In recounting the writing of “The Curious Case of Benjamin Button,” starring Brad Pitt and Cate Blanchett, Roth recalled the difficulties of creating a full-length feature film from what had begun as a short story by F. Scott Fitzgerald. 

“I think I screwed up some of the storytelling,” he said. “Both of my parents died while I was writing it.”

In another observation, Roth said, “I think this is the movie Brad Pitt made for his dad.” Roth is just the kind of successful, creative individual that members of the Cultural Arts Commission hope to get networked into the local artist’s community through its Salon Series program. Beginning last August, the series has been small, intimate, monthly get-togethers for discussion and Q&A, featuring a different artist and creative art each time.

Roth is now working with Pitt on another project, “Africa.”

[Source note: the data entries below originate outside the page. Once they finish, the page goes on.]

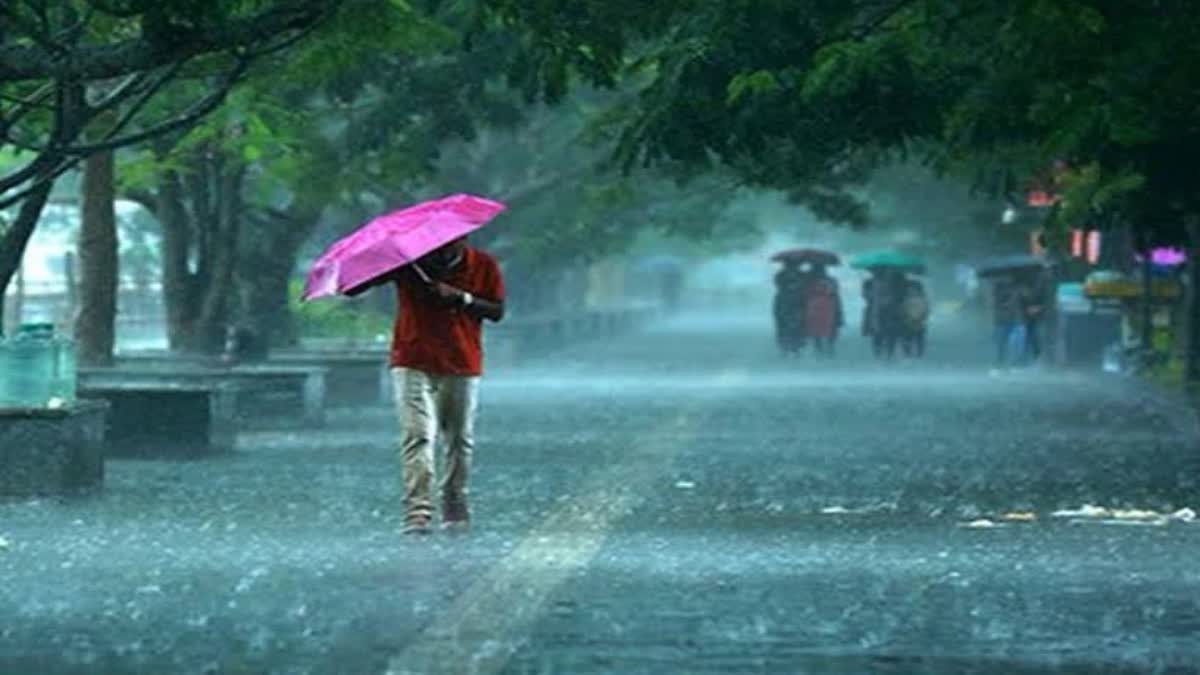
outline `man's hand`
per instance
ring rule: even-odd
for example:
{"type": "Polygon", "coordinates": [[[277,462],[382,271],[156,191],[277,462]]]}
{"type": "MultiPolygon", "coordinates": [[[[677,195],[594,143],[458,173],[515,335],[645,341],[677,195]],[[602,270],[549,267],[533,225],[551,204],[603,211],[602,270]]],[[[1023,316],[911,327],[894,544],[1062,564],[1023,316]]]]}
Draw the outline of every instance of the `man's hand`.
{"type": "Polygon", "coordinates": [[[438,281],[433,285],[433,294],[438,297],[439,300],[444,300],[450,304],[462,304],[463,297],[466,295],[460,288],[455,288],[449,283],[443,283],[438,281]]]}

“Sometimes I fall in love with things I should discard, and I should pay more attention to ‘less is more,’” he said about the project.

“A lot of good writers write from a theme,” Roth noted. “The theme of whether something is destiny or an accident is always part of my movies ... Loneliness is a big theme in my work as well, but not in a depressing way — there’s a certain core strength to it.”

Roth believes in strong characterizations. “When writing, you should know the person well because it makes the character that much richer,” he said. “You’ve got to give that actor a reason to come out of the trailer.

“I’m big on research, but I don’t hide behind research. I just think you should be somewhat accurate,” Roth advised. “There’s an obligation ... If I’m writing about President Roosevelt and he said certain things, I try to be accurate and not put words in his mouth.”

A screenplay writer usually works hand-in-hand with a film’s director. Reflecting on these relationships, Roth said, “Some directors have enhanced my work and some have not ... Directors are either an occupational hazard or a gift you get ... I’m still amazed at the actors and directors who think they can write better than I can. That’s my arrogance, I guess.”

At age 70, Roth’s current projects include the screenplay for “Africa,” directed by Angelina Jolie, a screenplay for the 2011 book “In the Garden of Beasts,” executive-producer for the hit cable-TV series “House of Cards” and an HBO project.

When asked how others in the “biz” would describe him, Roth said, “I’m known as a good writer, stubborn, slow but producible, and a curmudgeon who doesn’t suffer fools lightly.

“I’m happy with the legacy I’ve made, and I’d like to continue writing.” Roth said. “I like the fact that ‘Forrest Gump’ is on the registry of great movies.”

Richard Gibbs, the Commission member who spearheaded the Salon Series program and is a successful creative himself (film composer/ recording artist), said at the event, “We want to create a community of artists and to get the artists involved in the community. Malibu probably has the highest percentage of artists anywhere in the world.”

Gibbs explained the long-term goal of the Commission is to create a performing arts center, and the Salon Series is just the first step toward that goal.

“They will come and then we’ll build it,” he laughed. “It’s ridiculous to think Thousand Oaks has a Performing Arts Center and we don’t. There’s  not even a stage [in Malibu] where a band can perform.”